4 Magic Lunch Categories
Let me metaphorically unpack those a bit.
1. Healthy Protein
Reach For: Greek Yogurt & Granola
I usually pack 1/3 cup low- or no-fat Greek yogurt with a tablespoon or two of made-ahead granola. I love the mind-boggling quantities of protein without any saturated fat or cholesterol penalties. Costco carries Fage basically by the bucket, but your supermarket will offer solid options. I avoid big meat servings like whole chicken breasts as my protein because of how sleepy all the meat makes me and how heavily those miserable animals’ lives weigh on my conscience. Lunchtime is not the time for bodily or moral sluggishness.
If you buy Greek yogurt, please buy in the largest containers you can, for two reasons. First, eating out of flimsy, logo-laden plastic costs more of our souls than we can spare these days. Second, picking your ideal portion ensures minimum waste and maximum savings.
2. High-Fiber Fruit
Reach For: Apples, Strawberries
I once read that Christian Bale lost zillions of pounds to prepare for his role in “The Machinist” (crazy movie (and actor)). Afterwards, he gained back many of those pounds to play The Dark Knight in “Batman Begins”. The pounds rolled off because he ate only cans of tuna and apples for meals.
Therefore, I often eat apples with lunch. If it’s good enough for Mr. Bale, it’s good enough for me. But more to my goal, they’re very filling. You could do even better by eating strawberries when they’re in season. Both make excellent choices for targeting filling, body-regulating fiber without taking in all the calories of, say, a banana.
Hot tip: Slice your apples at lunchtime. You’ll be amazed how little of the apple you have to throw away. But also? Eating an apple by the bite is a job. Eating slices is a crunchy, satisfying snack (especially if the apple is cold).
Reach For: Baby Carrots & Hummus, Pepper Strips, Small Salads
Another filling source of fiber! I love raw vegetables the most. They tend to be crunchier, and therefore more interesting to eat. But they also retain more of their nutritional value. I think baby carrots and hummus balance fuss-free and yummy the best.
Reach For: Last Night’s Leftovers
I usually pack a spare serving of whatever we had for dinner the night before. Since the rest of my meal comes together by formula, leftovers put some (literal) spice in my lunch relationship. I find something very fun in eating a tiny meal within a meal.
A couple tricks make this leftovers entrée scenario work most of the time. First, try making dinners for a couple more people than will actually eat it that night. (Or have picky one- and three-year-olds—that’s what I do.) Second, make dinners like homemade burritos in a giant batch every two or three weeks. Individually wrap and freeze what you don’t eat that day.

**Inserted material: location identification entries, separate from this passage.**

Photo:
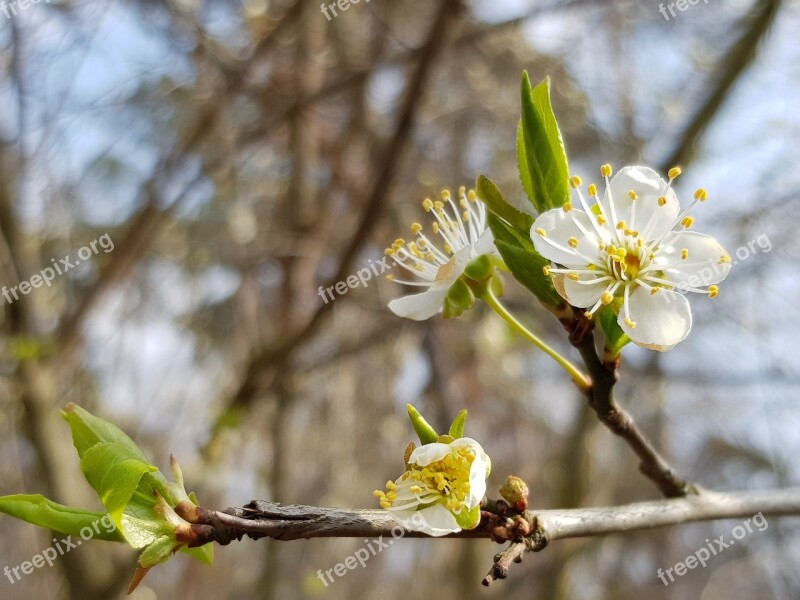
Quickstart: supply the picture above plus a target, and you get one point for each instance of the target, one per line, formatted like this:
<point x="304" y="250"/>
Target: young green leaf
<point x="38" y="510"/>
<point x="457" y="428"/>
<point x="115" y="471"/>
<point x="523" y="261"/>
<point x="88" y="430"/>
<point x="426" y="433"/>
<point x="541" y="157"/>
<point x="490" y="195"/>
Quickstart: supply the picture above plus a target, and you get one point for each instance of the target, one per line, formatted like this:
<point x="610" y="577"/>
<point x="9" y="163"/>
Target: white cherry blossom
<point x="632" y="250"/>
<point x="442" y="489"/>
<point x="465" y="236"/>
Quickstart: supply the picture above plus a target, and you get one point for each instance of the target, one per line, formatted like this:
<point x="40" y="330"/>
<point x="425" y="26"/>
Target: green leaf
<point x="468" y="519"/>
<point x="491" y="196"/>
<point x="204" y="553"/>
<point x="115" y="471"/>
<point x="541" y="157"/>
<point x="616" y="338"/>
<point x="159" y="551"/>
<point x="426" y="433"/>
<point x="141" y="525"/>
<point x="523" y="261"/>
<point x="88" y="430"/>
<point x="38" y="510"/>
<point x="457" y="428"/>
<point x="522" y="164"/>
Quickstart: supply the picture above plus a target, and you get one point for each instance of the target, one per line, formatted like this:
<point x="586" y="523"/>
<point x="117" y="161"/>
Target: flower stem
<point x="578" y="377"/>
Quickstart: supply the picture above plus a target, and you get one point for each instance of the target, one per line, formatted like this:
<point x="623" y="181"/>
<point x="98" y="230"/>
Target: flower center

In a leftovers pinch, grab your own delicious prepared food.
A typical lunch for me looks like an olive lunch bag containing a stack of containers of Greek yogurt, granola, a dozen baby carrots, a tablespoon of hummus, last night’s dinner in miniature, and a Gala apple.
I hope lunchtime finds you in a self-care routine. Today you kept yourself alive and feeling great, and by golly you did it your way. What does that routine look like for you? Any genius lunch hacks of your own to share?